The Virginia Capitol is seen March 4, 2010, in Richmond, Va. (AP Photo/Steve Helber, File)
The committee advanced a bill to repeal Virginia’s ban on public sector collective bargaining, as well as legislation to prevent heat illness on the job and let domestic workers earn overtime pay.
A Virginia Senate committee pushed forward a series of bills on Monday aimed at strengthening the rights of workers.
The Senate Commerce and Labor Committee voted 8-6 on party lines to advance a bill to repeal Virginia’s ban on collective bargaining for state employees and other public-sector workers.
The bill, Senate Bill 378, now goes to the Senate Finance and Appropriations Committee.
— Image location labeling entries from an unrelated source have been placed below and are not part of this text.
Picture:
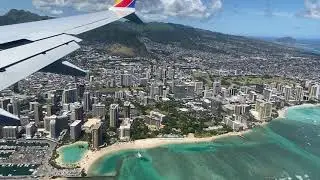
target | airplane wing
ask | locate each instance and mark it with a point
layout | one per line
(29, 47)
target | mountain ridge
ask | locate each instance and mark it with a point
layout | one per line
(134, 37)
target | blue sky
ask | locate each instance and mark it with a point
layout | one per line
(267, 18)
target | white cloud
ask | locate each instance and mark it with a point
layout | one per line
(149, 9)
(56, 12)
(312, 9)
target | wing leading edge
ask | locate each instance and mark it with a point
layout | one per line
(29, 47)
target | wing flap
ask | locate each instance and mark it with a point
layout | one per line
(23, 69)
(69, 25)
(15, 55)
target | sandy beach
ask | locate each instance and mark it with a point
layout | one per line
(283, 112)
(59, 160)
(91, 156)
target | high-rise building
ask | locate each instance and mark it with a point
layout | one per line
(31, 129)
(126, 80)
(38, 115)
(53, 129)
(4, 103)
(32, 105)
(267, 93)
(10, 108)
(80, 90)
(124, 130)
(287, 93)
(232, 91)
(16, 106)
(96, 136)
(69, 96)
(154, 90)
(114, 115)
(76, 112)
(99, 110)
(49, 109)
(87, 101)
(127, 108)
(47, 120)
(25, 120)
(216, 88)
(264, 110)
(299, 93)
(118, 94)
(314, 92)
(10, 132)
(75, 130)
(198, 87)
(238, 110)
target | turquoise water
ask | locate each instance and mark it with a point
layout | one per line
(284, 149)
(73, 153)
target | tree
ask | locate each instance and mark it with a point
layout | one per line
(139, 130)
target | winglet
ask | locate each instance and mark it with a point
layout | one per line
(130, 4)
(125, 3)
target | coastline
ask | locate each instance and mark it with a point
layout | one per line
(59, 160)
(91, 157)
(282, 113)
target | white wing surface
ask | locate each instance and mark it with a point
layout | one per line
(29, 47)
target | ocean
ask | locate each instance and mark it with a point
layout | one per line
(284, 149)
(73, 153)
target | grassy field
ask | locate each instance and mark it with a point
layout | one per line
(251, 80)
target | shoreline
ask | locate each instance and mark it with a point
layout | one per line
(59, 160)
(282, 113)
(91, 157)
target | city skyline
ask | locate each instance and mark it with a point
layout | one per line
(264, 18)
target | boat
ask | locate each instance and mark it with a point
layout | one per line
(241, 136)
(139, 155)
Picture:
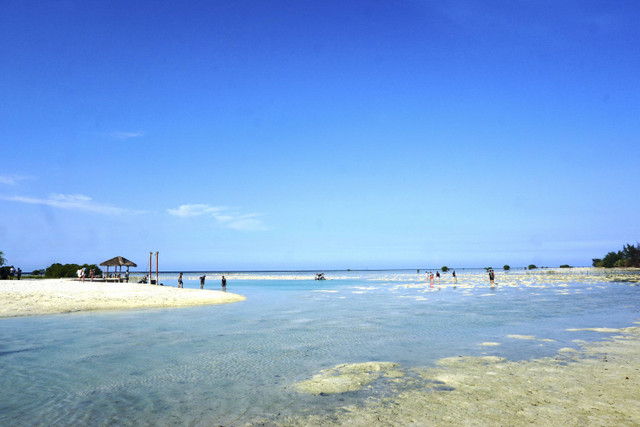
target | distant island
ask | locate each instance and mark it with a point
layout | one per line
(629, 256)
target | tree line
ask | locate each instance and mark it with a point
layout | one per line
(629, 256)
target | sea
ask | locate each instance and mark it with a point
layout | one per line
(237, 364)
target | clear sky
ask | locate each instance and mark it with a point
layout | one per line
(317, 134)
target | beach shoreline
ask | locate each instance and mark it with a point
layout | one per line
(56, 296)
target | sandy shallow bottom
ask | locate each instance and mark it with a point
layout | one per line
(52, 296)
(593, 384)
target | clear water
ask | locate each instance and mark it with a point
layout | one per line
(233, 364)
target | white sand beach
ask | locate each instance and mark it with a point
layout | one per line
(51, 296)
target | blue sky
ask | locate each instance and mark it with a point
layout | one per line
(318, 135)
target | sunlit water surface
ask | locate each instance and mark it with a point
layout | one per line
(233, 364)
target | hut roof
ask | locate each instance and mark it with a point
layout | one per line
(119, 261)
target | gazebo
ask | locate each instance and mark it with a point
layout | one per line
(115, 262)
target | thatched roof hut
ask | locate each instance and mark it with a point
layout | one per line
(118, 262)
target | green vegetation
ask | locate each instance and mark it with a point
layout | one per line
(629, 256)
(57, 270)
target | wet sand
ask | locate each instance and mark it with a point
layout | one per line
(53, 296)
(592, 384)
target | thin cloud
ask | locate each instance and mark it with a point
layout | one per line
(126, 135)
(12, 180)
(78, 202)
(223, 215)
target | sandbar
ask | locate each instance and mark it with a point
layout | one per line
(54, 296)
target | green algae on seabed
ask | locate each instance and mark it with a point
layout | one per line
(596, 386)
(347, 377)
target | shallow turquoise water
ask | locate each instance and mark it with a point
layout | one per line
(232, 364)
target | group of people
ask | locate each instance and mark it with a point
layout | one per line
(202, 279)
(82, 274)
(14, 272)
(430, 277)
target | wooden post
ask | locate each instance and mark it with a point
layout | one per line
(157, 282)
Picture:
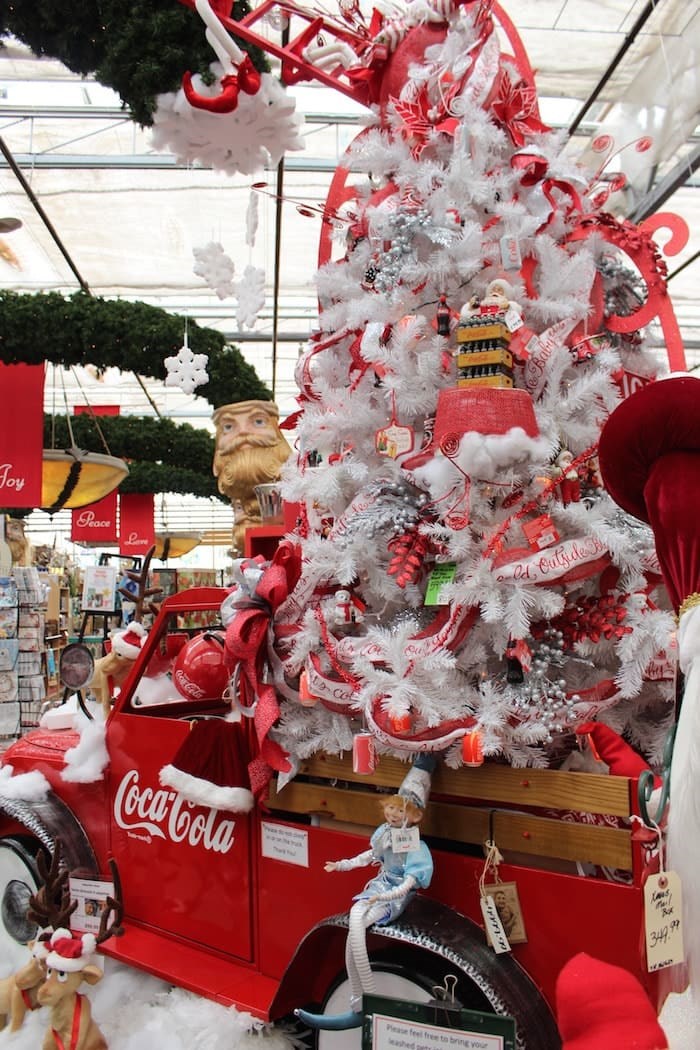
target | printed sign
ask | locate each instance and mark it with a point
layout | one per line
(395, 1024)
(96, 523)
(289, 844)
(91, 896)
(99, 588)
(441, 575)
(21, 435)
(136, 532)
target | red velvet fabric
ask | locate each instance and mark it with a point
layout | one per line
(661, 418)
(603, 1007)
(672, 495)
(650, 462)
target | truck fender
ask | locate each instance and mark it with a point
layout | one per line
(451, 941)
(48, 819)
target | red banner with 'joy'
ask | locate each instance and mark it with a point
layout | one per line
(21, 435)
(97, 523)
(136, 532)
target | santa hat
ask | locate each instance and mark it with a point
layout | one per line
(609, 747)
(128, 643)
(605, 1007)
(210, 768)
(70, 951)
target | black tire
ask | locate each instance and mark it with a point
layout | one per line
(19, 878)
(484, 982)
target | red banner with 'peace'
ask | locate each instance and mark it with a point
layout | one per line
(21, 435)
(96, 523)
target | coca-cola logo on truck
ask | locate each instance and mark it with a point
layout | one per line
(163, 814)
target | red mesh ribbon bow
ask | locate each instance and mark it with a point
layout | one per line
(514, 108)
(246, 650)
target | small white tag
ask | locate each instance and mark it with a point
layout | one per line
(510, 252)
(513, 319)
(662, 921)
(495, 935)
(405, 839)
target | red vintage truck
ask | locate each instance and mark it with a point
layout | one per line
(237, 907)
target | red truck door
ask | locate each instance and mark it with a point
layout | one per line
(185, 868)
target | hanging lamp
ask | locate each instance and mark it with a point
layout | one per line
(72, 478)
(175, 544)
(171, 543)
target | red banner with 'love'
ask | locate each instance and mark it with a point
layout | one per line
(136, 531)
(21, 435)
(97, 523)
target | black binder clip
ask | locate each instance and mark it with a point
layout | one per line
(444, 1003)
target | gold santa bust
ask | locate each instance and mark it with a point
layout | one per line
(250, 450)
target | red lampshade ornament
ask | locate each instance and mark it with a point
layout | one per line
(650, 463)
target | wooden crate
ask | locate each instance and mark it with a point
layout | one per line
(528, 812)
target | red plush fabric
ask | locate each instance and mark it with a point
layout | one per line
(672, 495)
(605, 1007)
(650, 463)
(611, 749)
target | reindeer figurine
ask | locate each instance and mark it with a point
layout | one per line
(69, 963)
(49, 907)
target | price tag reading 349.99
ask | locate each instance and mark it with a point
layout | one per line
(662, 921)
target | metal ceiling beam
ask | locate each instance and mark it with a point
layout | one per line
(658, 196)
(146, 162)
(644, 15)
(32, 196)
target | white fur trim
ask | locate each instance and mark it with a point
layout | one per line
(206, 793)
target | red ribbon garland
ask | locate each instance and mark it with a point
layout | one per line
(247, 648)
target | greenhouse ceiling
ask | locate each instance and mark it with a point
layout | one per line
(102, 209)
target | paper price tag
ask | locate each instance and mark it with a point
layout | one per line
(510, 252)
(494, 931)
(512, 319)
(405, 839)
(541, 532)
(662, 921)
(441, 574)
(394, 440)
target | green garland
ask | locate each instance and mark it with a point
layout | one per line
(139, 49)
(163, 456)
(110, 333)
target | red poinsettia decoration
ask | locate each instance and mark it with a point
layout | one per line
(420, 120)
(514, 108)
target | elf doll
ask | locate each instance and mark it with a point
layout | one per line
(404, 864)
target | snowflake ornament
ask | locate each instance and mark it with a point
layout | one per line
(186, 370)
(216, 268)
(251, 296)
(256, 133)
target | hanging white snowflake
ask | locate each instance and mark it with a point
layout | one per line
(215, 267)
(251, 296)
(186, 370)
(257, 132)
(251, 218)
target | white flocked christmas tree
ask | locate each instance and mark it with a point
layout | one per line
(467, 587)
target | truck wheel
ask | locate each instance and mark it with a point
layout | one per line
(391, 980)
(408, 972)
(19, 878)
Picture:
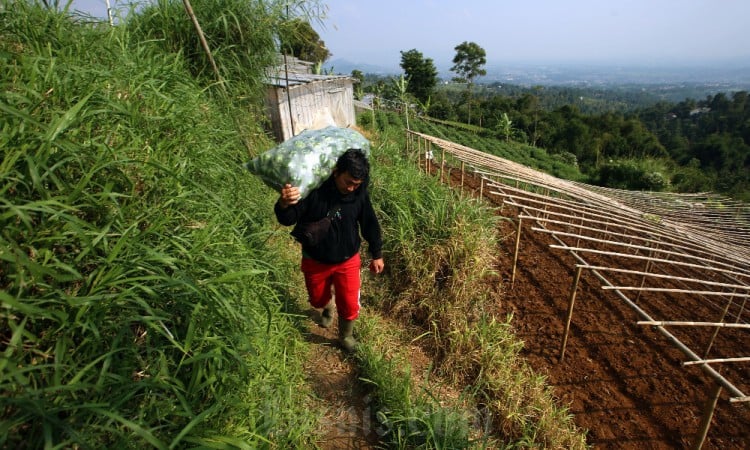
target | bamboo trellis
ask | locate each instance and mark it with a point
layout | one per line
(698, 243)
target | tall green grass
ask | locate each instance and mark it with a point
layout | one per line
(440, 253)
(141, 305)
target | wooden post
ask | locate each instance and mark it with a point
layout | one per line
(463, 169)
(716, 331)
(708, 414)
(515, 252)
(202, 38)
(442, 164)
(571, 302)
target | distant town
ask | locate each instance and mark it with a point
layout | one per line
(590, 75)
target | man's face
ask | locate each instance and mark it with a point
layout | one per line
(345, 183)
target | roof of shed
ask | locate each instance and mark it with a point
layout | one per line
(279, 79)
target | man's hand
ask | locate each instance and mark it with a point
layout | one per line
(377, 265)
(289, 195)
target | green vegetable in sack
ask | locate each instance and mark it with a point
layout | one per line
(306, 160)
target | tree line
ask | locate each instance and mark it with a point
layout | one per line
(687, 146)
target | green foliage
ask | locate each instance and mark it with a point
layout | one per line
(469, 61)
(139, 307)
(405, 416)
(300, 40)
(241, 35)
(633, 175)
(421, 73)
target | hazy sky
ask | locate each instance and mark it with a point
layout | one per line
(622, 31)
(646, 32)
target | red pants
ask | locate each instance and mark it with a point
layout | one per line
(345, 279)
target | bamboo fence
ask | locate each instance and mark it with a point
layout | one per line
(634, 243)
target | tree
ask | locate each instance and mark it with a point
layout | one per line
(468, 64)
(299, 38)
(421, 73)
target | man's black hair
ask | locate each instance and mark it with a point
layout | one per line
(355, 162)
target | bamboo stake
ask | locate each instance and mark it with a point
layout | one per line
(718, 360)
(663, 323)
(442, 164)
(708, 414)
(515, 252)
(571, 302)
(204, 44)
(463, 173)
(716, 331)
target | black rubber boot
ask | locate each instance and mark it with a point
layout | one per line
(346, 339)
(326, 316)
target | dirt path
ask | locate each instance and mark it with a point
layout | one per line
(623, 383)
(335, 381)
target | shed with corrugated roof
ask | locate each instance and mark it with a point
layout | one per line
(299, 101)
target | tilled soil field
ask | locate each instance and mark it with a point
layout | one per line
(623, 382)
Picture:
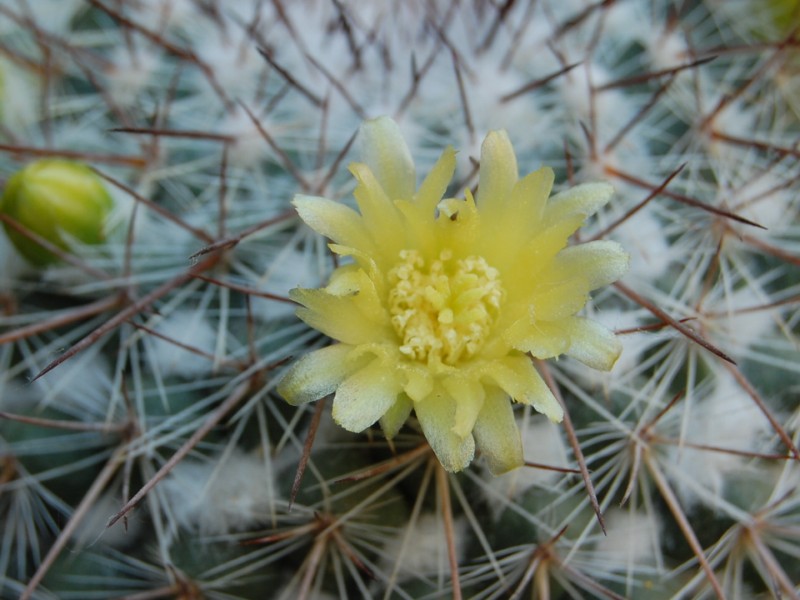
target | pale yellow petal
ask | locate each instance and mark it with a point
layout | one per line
(386, 154)
(334, 220)
(497, 435)
(498, 172)
(516, 375)
(585, 200)
(418, 378)
(436, 415)
(592, 344)
(597, 263)
(316, 374)
(349, 311)
(511, 226)
(394, 418)
(435, 184)
(468, 394)
(530, 194)
(559, 301)
(365, 396)
(380, 215)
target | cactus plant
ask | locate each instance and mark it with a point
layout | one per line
(145, 451)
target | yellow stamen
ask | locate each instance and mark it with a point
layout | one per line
(443, 312)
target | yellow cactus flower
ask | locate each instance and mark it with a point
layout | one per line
(60, 200)
(445, 300)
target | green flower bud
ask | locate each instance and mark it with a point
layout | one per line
(60, 200)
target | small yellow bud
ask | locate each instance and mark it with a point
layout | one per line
(59, 200)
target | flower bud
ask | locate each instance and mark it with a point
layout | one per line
(61, 201)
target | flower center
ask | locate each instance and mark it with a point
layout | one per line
(443, 311)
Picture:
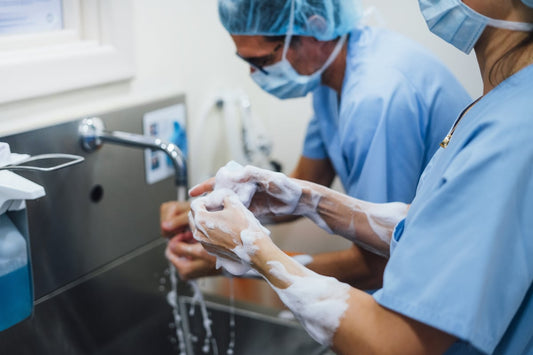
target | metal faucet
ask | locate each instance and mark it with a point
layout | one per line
(93, 134)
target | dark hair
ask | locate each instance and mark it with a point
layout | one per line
(505, 62)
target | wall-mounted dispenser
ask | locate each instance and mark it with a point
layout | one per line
(16, 287)
(16, 284)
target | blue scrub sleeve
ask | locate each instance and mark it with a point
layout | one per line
(466, 239)
(313, 145)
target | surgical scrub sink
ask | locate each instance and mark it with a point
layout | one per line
(256, 332)
(98, 259)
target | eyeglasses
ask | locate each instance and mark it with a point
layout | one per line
(259, 63)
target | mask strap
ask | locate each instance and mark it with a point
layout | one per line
(290, 30)
(504, 24)
(335, 53)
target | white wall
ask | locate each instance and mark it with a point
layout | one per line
(182, 48)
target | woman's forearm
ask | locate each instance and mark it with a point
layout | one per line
(334, 314)
(367, 224)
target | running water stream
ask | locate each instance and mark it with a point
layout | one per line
(173, 300)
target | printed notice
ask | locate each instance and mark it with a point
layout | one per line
(30, 16)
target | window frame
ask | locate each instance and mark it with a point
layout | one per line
(95, 47)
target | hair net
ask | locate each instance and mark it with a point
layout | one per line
(322, 19)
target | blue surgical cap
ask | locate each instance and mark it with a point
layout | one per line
(322, 19)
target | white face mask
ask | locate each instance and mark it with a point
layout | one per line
(283, 81)
(459, 25)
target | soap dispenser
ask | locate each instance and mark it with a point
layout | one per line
(16, 286)
(16, 296)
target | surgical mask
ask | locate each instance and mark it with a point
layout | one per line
(284, 82)
(459, 25)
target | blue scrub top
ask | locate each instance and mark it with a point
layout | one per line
(462, 260)
(398, 102)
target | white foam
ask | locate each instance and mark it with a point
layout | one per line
(283, 194)
(244, 248)
(317, 301)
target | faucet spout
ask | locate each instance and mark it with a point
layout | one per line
(93, 134)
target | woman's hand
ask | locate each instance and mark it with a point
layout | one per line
(264, 192)
(174, 219)
(190, 259)
(227, 229)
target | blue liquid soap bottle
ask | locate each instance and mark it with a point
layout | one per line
(16, 298)
(16, 287)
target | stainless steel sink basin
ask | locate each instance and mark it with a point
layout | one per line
(255, 332)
An identical bill in the House is also working its way through that chamber. Senate Majority Leader Scott Surovell (D-Fairfax) is carrying the bill in the Senate and serves on the Senate Commerce and Labor Committee.
“At a time when the Trump administration is illegally firing federal civil servants to the detriment of our economy, we here in Virginia are showing that we back our public service workers and the services they provide,” Surovell said in a statement after Monday’s vote.
Expanding collective bargaining rights to over 500,000 public-sector workers, including teachers, firefighters, home care workers and campus workers, is a top priority for labor unions in the state and many Democrats.
National support for unions has grown in recent years, and public support now matches levels not seen since the late 1950s and early 1960s, according to Gallup. In Virginia, a Christopher Newport University poll from 2020 found that 68% of registered voters in the state supported or strongly supported allowing public employees to join a union and negotiate a contract, while 25% opposed or strongly opposed such a policy.
Expanding collective bargaining rights would create a formal process through which these workers could organize themselves and advocate for better pay, benefits, and working conditions. As public employees, any raises they negotiate would still be subject to the approval of whichever government entity functions as their employer.
Current Virginia law allows public school employees and local government workers to collectively bargain, but only if their local government or school board passes a measure permitting them to do so. Senate Bill 378 would give local employees throughout Virginia the right to collectively bargain without need of those local measures.
Natalie Boyd Thomas is a social worker in Portsmouth who’s been working to organize a union with the American Federation of State, County and Municipal Employees.
“It is simply not right that our freedom to be a part of a union is dependent on our zip code,” she said in a statement. We show up every day and work hard to make our communities better and stronger; we deserve the same rights and freedoms as anyone else.”
Other bills advanced by the Senate Commerce Labor Committee yesterday included Senate Bill 288, which would establish protections for workers laboring in hot conditions. The bill would require safety standards like providing water, access to shade, and rest to protect workers from heat illnesses.
The committee also advanced a bill that would require farm workers to get paid Virginia’s minimum wage and another bill that would make domestic workers eligible to get overtime pay.